Samples to converge to mean

168 Views Asked by At

Consider the set $\{-K,-K+1,\dots,0,1,\dots,K\}$. Consider the random variable $a$ which picks integers from the set uniformly. We expect the mean of $a$ to be $0$.

How many samples we need for the mean to converge to range $[-\delta,\delta]$ with probability $p$?

3

There are 3 best solutions below

5
On

Let us denote $$ a_n=\frac1n\sum_{k=1}^nX_k, $$ where $X_k$'s are iid random variables with the uniform distribution on $\{-K,\ldots,K\}$. Using Chebyshev's inequality, $$ P(|a_n|>\delta)\le\frac{\operatorname{Var}a_n}{\delta^2} $$ or, equivalently, $$ P(|a_n|\le\delta)\ge1-\frac{\operatorname{Var}a_n}{\delta^2}. $$ Since $$ \operatorname{Var}a_n=\frac1{n^2}\cdot n\cdot \operatorname{Var}X_1=\frac1n\cdot\frac{(2K+1)^2-1}{12}, $$ we have that $$ P(|a_n|\le\delta)\ge1-\frac1{\delta^2}\cdot\frac1n\cdot\frac{(2K+1)^2-1}{12}. $$ By choosing $n$ large enough, we can make the right side of the inequality above greater or equal to $p$, which is the desired probability.

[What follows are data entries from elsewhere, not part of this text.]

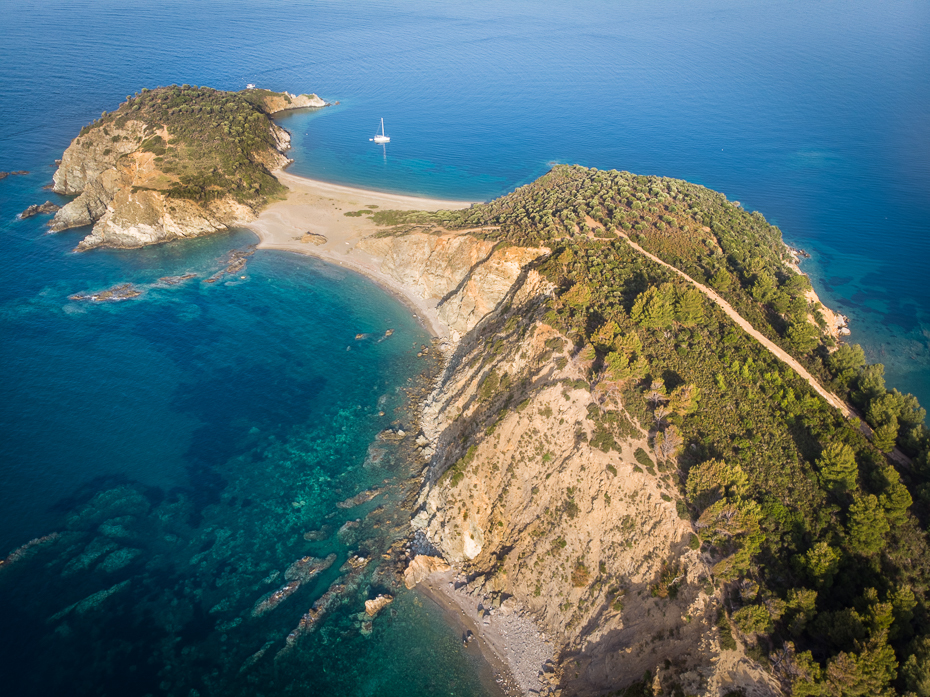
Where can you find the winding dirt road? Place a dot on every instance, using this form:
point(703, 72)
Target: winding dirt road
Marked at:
point(774, 349)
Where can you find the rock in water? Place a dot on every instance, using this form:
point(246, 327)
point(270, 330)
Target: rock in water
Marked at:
point(359, 499)
point(421, 567)
point(373, 607)
point(123, 291)
point(47, 207)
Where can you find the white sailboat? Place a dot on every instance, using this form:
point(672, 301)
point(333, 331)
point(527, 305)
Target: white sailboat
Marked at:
point(381, 138)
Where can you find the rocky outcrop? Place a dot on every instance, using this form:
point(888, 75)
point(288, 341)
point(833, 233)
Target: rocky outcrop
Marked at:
point(373, 607)
point(275, 102)
point(421, 567)
point(119, 171)
point(466, 277)
point(526, 502)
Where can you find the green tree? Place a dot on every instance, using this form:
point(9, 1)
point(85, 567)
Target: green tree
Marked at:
point(867, 525)
point(689, 307)
point(869, 672)
point(821, 563)
point(915, 673)
point(713, 480)
point(885, 435)
point(721, 280)
point(798, 284)
point(883, 409)
point(764, 287)
point(801, 609)
point(753, 619)
point(803, 336)
point(654, 307)
point(837, 465)
point(871, 383)
point(846, 361)
point(895, 499)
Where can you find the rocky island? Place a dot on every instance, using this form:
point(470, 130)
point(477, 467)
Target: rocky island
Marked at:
point(648, 453)
point(174, 162)
point(648, 439)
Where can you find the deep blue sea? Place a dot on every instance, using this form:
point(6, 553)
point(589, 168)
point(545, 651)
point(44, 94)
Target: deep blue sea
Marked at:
point(184, 441)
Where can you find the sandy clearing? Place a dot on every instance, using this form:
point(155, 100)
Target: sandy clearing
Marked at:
point(509, 640)
point(773, 348)
point(315, 208)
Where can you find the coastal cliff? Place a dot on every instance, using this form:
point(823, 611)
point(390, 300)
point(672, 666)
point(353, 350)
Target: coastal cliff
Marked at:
point(641, 467)
point(174, 162)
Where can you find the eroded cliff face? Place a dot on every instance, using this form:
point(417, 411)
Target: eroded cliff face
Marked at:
point(128, 192)
point(525, 498)
point(465, 276)
point(284, 101)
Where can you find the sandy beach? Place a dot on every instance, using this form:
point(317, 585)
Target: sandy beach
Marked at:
point(312, 220)
point(509, 640)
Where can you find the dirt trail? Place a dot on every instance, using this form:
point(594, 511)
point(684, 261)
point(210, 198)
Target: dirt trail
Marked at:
point(777, 351)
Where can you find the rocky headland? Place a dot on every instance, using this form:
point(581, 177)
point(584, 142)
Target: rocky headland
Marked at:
point(587, 471)
point(174, 162)
point(642, 459)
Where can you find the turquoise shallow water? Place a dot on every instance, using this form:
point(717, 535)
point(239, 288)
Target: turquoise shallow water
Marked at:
point(175, 431)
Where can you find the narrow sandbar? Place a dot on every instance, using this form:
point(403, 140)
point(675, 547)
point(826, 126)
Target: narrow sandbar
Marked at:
point(311, 220)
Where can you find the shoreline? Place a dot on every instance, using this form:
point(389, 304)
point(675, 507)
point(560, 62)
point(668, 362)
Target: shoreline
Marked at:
point(311, 220)
point(508, 640)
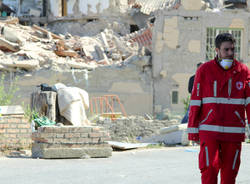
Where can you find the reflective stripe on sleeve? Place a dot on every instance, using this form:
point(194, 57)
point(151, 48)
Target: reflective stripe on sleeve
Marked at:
point(215, 88)
point(247, 101)
point(222, 129)
point(193, 130)
point(195, 103)
point(234, 101)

This is only a bound, but I hope that this is useful.

0
On

Your distribution has an expected value of $0$ and a variance of $\dfrac{k(k+1)}{3}$ so the average of $n$ independent samples (with replacement) has an expected value of $0$ and a variance of $\dfrac{k(k+1)}{3n}$

Using a Central Limit Theorem normal approximation, this suggests that something like $n \gt \dfrac{k(k+1) \left(\Phi^{-1}\left(\frac{p+1}{2}\right)\right)^2}{3\delta^2} $ should be a reasonable estimate except in extreme cases, where $\Phi^{-1}(x)$ is the inverse of the cumulative distribution function of a standard normal.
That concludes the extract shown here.